LONDON — Britain’s defense spending is set to get its second boost in three days after Chancellor Jeremy Hunt announced a further hike in his budget speech Mar 15.
Hunt said representations by his “persuasive defense secretary,” a reference to Defence Secretary Ben Wallace, had convinced him to add £6 billion ($7.2 billion) above the £5 billion hike announced on Monday.
Wallace has been engaged in a fight with the Treasury for additional money to rebuild capabilities of an armed forces ,which the defense secretary has previously said had been hollowed out over the last 30 years.
Defense budget problems have been exacerbated by double digit inflation recently, although Hunt had some good news on that front, telling Parliament the cost rise numbers would be below 2.9% by the end of the year.
“I confirm that we will add a total of £11 billion to our defense budget over the next five years and it will be nearly 2.25% of GDP by 2025,” Hunt told lawmakers.

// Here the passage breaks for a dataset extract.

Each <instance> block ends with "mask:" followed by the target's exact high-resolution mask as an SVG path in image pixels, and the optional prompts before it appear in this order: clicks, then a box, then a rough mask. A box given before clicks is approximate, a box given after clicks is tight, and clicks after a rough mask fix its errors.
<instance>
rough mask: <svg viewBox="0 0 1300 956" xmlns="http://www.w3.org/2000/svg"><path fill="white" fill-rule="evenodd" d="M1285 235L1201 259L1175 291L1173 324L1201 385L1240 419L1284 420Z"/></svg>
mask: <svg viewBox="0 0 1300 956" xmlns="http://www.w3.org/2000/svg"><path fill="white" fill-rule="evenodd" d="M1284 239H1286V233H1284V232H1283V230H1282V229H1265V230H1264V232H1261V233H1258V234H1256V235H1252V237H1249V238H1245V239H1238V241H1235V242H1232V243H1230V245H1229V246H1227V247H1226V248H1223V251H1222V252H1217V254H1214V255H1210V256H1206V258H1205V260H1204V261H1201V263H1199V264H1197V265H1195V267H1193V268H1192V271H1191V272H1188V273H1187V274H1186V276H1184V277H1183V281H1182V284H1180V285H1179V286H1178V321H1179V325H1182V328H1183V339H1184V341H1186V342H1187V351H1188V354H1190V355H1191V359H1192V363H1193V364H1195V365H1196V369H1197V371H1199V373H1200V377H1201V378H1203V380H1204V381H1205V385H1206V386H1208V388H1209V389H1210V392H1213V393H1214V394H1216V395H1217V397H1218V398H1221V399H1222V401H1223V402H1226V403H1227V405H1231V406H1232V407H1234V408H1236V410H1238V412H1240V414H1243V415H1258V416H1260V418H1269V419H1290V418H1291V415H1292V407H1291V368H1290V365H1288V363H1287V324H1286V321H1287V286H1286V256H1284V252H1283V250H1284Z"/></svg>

The Treasury said the spending was “recognition of the deteriorating security environment where the UK must be able to deter and defend against increasing threats to our security, as described in the Integrated Review-Refresh.”

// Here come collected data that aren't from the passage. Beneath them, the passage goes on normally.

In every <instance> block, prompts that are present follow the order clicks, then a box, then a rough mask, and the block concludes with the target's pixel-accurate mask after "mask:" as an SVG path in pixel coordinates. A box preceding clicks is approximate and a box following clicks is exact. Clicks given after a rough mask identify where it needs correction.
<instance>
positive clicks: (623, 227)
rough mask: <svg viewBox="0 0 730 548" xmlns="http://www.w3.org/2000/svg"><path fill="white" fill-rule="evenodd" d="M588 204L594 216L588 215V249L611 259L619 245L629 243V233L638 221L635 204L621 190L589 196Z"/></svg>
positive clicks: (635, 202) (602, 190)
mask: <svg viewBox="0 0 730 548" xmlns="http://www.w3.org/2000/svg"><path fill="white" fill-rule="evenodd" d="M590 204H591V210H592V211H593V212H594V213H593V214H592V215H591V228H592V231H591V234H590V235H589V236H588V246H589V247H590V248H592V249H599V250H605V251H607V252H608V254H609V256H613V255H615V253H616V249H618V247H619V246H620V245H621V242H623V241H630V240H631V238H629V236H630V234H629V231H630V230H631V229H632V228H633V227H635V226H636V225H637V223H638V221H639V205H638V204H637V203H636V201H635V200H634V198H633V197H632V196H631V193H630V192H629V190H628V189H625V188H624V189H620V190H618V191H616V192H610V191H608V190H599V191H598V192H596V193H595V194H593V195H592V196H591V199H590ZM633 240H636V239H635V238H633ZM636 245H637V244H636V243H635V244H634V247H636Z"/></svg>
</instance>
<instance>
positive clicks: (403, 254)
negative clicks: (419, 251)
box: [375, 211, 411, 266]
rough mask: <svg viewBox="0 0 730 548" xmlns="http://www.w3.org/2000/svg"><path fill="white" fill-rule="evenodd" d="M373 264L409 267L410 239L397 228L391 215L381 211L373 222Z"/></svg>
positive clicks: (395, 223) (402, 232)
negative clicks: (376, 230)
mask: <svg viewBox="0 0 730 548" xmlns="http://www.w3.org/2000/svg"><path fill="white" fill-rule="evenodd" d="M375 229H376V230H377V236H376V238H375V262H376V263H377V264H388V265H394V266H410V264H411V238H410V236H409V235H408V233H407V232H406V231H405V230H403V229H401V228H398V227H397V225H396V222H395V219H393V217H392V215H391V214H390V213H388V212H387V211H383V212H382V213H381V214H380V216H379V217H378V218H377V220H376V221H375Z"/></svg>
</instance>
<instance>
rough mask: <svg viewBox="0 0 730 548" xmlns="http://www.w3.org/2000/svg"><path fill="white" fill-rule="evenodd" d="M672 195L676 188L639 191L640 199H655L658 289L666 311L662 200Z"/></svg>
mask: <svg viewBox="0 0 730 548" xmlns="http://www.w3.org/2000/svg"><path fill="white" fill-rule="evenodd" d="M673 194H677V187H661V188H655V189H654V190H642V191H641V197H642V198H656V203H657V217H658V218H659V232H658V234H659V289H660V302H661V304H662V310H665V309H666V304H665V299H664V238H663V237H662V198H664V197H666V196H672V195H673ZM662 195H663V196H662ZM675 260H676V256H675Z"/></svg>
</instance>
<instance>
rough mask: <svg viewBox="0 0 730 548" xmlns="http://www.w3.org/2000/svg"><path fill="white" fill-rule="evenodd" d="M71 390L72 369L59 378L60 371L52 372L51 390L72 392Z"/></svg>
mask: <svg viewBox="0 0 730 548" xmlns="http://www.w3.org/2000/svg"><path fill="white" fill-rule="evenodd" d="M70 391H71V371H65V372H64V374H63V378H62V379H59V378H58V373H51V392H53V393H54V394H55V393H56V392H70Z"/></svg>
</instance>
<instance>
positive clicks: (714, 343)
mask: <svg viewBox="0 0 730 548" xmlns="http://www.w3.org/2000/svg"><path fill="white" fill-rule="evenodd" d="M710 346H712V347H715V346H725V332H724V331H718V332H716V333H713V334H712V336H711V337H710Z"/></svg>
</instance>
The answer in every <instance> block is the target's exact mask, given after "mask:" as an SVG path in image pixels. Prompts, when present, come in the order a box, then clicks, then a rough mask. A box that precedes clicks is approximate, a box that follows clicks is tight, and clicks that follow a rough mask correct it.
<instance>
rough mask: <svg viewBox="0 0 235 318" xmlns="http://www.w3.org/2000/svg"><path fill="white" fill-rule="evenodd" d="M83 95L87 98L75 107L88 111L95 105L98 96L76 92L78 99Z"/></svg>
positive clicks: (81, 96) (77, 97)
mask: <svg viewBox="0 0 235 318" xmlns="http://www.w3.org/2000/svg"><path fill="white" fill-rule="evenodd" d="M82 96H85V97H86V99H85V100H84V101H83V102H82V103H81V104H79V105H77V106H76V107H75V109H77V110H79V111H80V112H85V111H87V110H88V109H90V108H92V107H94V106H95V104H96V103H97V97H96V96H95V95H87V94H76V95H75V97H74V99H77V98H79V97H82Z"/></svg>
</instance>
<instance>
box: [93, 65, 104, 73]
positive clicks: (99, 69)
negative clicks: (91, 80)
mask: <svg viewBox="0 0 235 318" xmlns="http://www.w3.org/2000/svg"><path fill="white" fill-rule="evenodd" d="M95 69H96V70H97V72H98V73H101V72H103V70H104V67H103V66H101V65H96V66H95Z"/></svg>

The update of that 2021 defense, security and foreign policy review, released on Monday, was sparked by the Russian invasion of Ukraine and other fast moving challenges to international order.
The MoD is scheduled to follow up the integrated review later this year with a strategy prioritizing equipment capabilities and possibly a boost to personnel numbers, particularly in the Army.

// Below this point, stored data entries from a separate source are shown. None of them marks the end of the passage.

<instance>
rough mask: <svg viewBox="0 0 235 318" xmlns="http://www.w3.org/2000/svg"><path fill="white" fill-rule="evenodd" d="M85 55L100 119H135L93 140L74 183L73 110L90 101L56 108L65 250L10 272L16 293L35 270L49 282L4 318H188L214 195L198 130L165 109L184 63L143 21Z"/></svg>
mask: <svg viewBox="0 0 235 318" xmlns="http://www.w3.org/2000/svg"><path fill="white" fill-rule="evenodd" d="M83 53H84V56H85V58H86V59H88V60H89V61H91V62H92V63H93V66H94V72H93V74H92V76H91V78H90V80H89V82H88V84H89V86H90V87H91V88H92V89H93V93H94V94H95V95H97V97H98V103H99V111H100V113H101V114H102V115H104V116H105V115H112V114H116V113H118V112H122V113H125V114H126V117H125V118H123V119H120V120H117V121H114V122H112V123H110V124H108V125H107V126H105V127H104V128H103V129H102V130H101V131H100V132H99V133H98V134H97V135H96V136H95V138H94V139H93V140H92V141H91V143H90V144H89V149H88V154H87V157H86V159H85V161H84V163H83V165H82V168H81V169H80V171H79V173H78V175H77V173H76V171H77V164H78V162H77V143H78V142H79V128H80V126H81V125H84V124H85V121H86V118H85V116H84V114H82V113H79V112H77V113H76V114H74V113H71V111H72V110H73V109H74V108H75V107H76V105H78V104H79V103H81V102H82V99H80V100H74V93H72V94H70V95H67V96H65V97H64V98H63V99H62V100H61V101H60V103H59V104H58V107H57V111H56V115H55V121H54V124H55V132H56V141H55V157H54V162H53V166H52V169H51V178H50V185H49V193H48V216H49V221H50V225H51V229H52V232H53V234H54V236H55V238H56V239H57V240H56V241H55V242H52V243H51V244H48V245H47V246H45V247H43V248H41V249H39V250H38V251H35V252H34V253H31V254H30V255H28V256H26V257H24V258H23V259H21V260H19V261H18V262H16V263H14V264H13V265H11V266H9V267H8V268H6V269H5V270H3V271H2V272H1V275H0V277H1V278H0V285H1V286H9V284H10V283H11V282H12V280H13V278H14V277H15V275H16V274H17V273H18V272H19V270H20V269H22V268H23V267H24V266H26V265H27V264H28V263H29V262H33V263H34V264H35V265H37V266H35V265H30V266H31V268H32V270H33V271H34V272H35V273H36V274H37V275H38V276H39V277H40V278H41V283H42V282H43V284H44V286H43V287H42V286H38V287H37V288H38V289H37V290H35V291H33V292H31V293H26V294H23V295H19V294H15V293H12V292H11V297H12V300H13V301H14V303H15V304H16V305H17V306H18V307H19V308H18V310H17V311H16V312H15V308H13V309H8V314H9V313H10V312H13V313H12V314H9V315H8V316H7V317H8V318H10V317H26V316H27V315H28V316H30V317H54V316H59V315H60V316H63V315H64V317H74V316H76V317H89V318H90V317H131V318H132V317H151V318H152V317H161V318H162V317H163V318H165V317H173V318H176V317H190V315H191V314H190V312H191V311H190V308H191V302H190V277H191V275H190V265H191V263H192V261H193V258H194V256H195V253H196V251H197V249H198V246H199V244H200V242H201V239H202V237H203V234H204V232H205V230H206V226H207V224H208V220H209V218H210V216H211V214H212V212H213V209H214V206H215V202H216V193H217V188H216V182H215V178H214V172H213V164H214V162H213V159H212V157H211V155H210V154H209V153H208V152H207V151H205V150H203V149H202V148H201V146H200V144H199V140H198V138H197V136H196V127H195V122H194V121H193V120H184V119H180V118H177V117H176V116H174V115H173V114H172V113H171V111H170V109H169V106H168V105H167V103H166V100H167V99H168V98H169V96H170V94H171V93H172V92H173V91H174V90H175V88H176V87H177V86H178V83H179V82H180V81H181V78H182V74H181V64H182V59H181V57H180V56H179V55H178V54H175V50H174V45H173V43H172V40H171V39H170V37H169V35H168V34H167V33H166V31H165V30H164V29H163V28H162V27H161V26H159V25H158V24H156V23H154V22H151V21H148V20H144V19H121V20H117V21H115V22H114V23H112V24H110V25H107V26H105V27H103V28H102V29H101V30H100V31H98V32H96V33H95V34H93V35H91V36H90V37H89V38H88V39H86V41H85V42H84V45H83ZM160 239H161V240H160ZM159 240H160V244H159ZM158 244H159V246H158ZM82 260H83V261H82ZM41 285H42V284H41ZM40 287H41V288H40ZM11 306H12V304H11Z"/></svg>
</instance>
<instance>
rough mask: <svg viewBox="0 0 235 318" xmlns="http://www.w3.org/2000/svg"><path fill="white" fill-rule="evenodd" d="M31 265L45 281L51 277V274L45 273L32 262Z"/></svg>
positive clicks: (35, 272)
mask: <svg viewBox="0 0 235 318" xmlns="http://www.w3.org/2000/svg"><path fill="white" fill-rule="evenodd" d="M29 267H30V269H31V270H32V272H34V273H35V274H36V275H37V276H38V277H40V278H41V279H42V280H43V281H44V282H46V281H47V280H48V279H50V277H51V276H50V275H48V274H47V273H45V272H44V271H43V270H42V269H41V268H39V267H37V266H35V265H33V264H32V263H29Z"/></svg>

The announcement of the second part of the defense spending hike follows Prime Minister Rishi Sunak saying March 13 the Conservative Government was to spend £5 billion over the next two years – £2 billion next year and £3 billion the year after.
The government said March 13 the £5 billion increase over the next two years would be spent on Britain’s nuclear submarine building and support activities and replenishing missile and munition stocks depleted by the supply of weapons to Ukraine.
Neither the Treasury or the Ministry of Defence detailed what the new extra funding was earmarked for.
The additional £6 billion announced by Hunt will be equally split across the final three years of a five year period starting 2023/24.
The Chancellor reiterated the statement made earlier in the week saying the government’s ambition was to raise defense spending to 2.5% of GDP but only once fiscal and economic conditions allowed.
The defense budget this year will amount to more than £48 billion – just above the 2% level sought by NATO.
Andrew Chuter is the United Kingdom correspondent for Defense News.